Bone morphogenetic protein-7 regulates Snail signaling in carbon tetrachloride-induced fibrosis in the rat liver

Abstract

The aim of this study was to explore the molecular mechanism of the bone morphogenetic protein-7 (BMP-7) downregulation of Snail-mediated E-cadherin repression and mesenchymal-epithelial transition (MET) induction, since little is presently known about this issue. In this study, our aim was to elucidate the underlying mechanism by which cells acquire liver fibrosis characteristics after epithelial-mesenchymal transition (EMT). Cell cultures were exposed to Snail alone or in the presence of BMP-7; control cultures were exposed to medium only.
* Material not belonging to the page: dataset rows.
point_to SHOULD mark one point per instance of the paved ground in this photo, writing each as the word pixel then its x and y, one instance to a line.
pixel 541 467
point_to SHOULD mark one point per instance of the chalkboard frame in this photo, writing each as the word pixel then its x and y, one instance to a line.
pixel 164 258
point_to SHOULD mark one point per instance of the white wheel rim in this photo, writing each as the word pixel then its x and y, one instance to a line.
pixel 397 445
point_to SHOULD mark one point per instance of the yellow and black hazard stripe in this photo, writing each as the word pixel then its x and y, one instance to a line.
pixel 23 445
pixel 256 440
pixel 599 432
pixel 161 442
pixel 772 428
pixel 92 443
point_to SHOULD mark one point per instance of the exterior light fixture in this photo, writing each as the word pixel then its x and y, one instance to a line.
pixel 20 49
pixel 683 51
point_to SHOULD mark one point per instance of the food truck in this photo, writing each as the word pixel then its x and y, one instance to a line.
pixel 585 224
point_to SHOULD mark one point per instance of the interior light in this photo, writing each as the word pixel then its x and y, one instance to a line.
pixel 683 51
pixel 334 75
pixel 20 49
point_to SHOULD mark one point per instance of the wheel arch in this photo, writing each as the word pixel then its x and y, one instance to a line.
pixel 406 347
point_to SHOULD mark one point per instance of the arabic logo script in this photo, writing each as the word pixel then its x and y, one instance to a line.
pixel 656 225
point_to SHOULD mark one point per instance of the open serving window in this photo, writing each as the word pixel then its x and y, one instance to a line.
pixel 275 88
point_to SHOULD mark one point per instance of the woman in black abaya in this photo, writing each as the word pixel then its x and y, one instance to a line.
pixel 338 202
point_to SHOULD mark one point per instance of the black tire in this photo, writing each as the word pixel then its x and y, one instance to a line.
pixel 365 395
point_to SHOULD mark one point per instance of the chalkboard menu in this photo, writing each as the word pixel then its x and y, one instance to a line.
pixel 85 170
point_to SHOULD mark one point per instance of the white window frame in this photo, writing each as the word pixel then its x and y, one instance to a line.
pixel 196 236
The expression of the mRNA encoding α-smooth muscle actin (α-SMA), Snail and E-cadherin in rat liver epithelial cells was determined by real-time quantitative PCR (RT-PCR) and the main results were confirmed by ELISA. Cell differentiation was determined by analysis of the expression of α-SMA, Snail and E-cadherin by western blotting and co-immunoprecipitation. We demonstrated Snail-induced upregulation of mRNAs encoding α-SMA and downregulation of mRNAs encoding E-cadherin in rat liver epithelial cells when compared with unstimulated cells, and confirmed these results at the protein level. BMP-7 downregulated Snail-induced α-SMA and upregulated E-cadherin release compared with untreated and Snail-treated cells. In summary, we demonstrated that BMP-7 induces MET through decreased downregulation of Snail. In addition, Snail1 directly regulates Nanog promoter activity. Notch signaling is also involved in this process.